Personal story of changing mindsets to see the opportunities rather than the catastrophe
Earlier this year I was told there was a problem with my liver. They rushed me in for some checks, only for the 2 results to come back cancelling each other. One was just above the normal range and the other, just below.
My, somewhat confused, doctor, suggested it could be scarring on the liver and prescribed a 10kg loss between now and April (6 months window).
If you know me, you probably know that I've been in a hate-hate relationships with my weight since the age of 5, when a kidney virus resulted in my immediate ballooning, a trait that stayed with me since.
This time around, though, I recognised the seriousness of the situation. My mother-in-law died from cirrhosis of the liver and having been with her in her last months, this was a 'good' wake up call.
As soon as I left the doctor's office, I found out foods that were 'liver-healing' as well as those that would help me lose the pesky weight. I also bought a new bathroom scale, and announced to my kids that things are now going to be different around the house. Mainly banishing late evening (fruit) snacking that my younger daughter so love to exercise...
Why am I telling you all this, you might wonder? Well, because part of my hate-hate relationships with foods and diets, was the notion of 'being really good', then having a bad day that was ultimately, unrecoverable. Either it would be super hard to get back into the 'being good' mindset, OR, I'll be telling myself that I've blown it now, so might as well stop.
This is what happened to me yesterday. I've been noticing that for the last few days, I was hungry for something beyond the foods I was eating. It wasn't craving, it was just hunger for something more, or different. As it's just before the Christmas holiday, the house is filled with chocolate gifts we've been getting from clients, friends and family, so yesterday was the day 'good' turned into 'not good at all'.
When the feast finished, I asked myself how I was feeling. I noted that the chocolate I did eat didn't satisfy the hunger and the other stuff I ate, made me feel sad, bloated and frustrated.

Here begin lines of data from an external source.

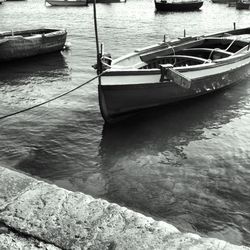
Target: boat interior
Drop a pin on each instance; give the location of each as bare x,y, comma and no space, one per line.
195,53
26,33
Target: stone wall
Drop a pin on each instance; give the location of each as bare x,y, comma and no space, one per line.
38,215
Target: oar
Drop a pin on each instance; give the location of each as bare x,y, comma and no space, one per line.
170,74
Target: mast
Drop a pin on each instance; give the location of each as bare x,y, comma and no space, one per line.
99,70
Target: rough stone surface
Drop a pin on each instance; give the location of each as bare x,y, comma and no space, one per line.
12,241
60,219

That's when I decided to do what I preach and take the learnings:
What can I learn from the days leading up to the feast, as well as the way the feast was conducted, so that when this feelings comes up again, I will know to deal with it better.
I created a mental list of possibilities, including changing environments (going for a walk or calling a friend), eating a date-based snack if I wanted something sweet, and mostly asking myself this question: would reaching out to <this> food help the future I am carving for myself?

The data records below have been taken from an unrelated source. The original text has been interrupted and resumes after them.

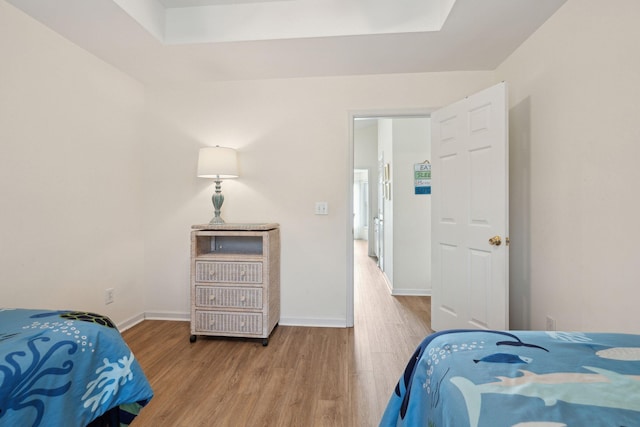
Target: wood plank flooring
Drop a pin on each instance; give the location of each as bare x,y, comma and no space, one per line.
304,377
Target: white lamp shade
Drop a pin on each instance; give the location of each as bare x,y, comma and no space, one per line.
217,162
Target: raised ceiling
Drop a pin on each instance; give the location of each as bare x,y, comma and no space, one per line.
177,41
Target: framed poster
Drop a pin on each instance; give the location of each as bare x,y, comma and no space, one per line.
422,177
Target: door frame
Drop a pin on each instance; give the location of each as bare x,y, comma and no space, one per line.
364,114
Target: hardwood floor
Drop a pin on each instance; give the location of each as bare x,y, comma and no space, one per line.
304,377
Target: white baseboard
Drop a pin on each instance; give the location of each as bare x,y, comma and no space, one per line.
411,292
185,317
131,322
313,322
167,315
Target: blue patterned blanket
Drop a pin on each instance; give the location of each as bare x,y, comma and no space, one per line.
493,379
65,368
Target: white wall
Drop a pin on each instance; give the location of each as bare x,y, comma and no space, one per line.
411,212
574,91
285,169
70,222
385,153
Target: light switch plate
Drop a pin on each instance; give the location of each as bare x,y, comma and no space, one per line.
322,208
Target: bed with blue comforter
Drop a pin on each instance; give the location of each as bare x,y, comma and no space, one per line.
476,378
66,368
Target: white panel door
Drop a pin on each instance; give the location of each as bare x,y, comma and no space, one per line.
469,208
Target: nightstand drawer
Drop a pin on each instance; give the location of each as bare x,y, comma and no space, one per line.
229,296
228,272
240,323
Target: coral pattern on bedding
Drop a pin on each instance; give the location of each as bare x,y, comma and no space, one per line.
65,368
476,378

If you know me, you probably know that I don't believe in 100%, especially not when working on eating habits change. I believe in being good 80% and allowing 20% of flexibility. I believe that when the habit change takes place, these percentages will sort themselves out, naturally and as they are meant to be sorted.
There is a saying in the world of NLP (Neuro Linguistic Programming) that says 'there are no mistakes, only feedback'. It means, that everything we do in life is giving us some ideas, or lessons, we would not have otherwise had. Everything we do is giving us the knowledge that we either did well and can do it again, OR, it teaches us that the result we wanted wasn't the one we wanted, so we know better what to do, or what to change, the next time around.
In my example above, I allowed my guards to be down and behaved in a way I identified as 'unhelpful'. If I'd declared it a 'mistake', I would be going down a rabbit hole of blame, shame, guilt, and would choose to stay in 'my story. Instead, I recognised that this was just a blip in the journey, and chose, instead, to take the lessons, the feedback, so that the future doesn't have to repeat itself.
You might be reading this, thinking that eating something you shouldn't have is not really a 'mistake', but I encourage you to look at what you, yourself, define as mistakes you've made, and see that, you too, can take the feedback and allow yourself to learn and grow, rather than shame-talk yourself into a state.
Let's look at three examples that might resonate with you more:
In all these example, you have a choice. Get deeper into your story, berate yourself and declare yourself a no good, OR, you can forgive yourself for doing something because you didn't know better. Now you know better, you will do better!
I'm not saying, don't feel sad, disappointed or even angry. I am saying - allow the feelings to be a guide to what you can do instead. Help yourself to change your reality and move forward in a way that feels right to you, based on all the feedback and new learning you got for yourself from this event.
Feedback moves you forward, so you can do things differently in future, and get a whole new set of results. Some will be exactly what you wished for... Others, will bring you forward even more!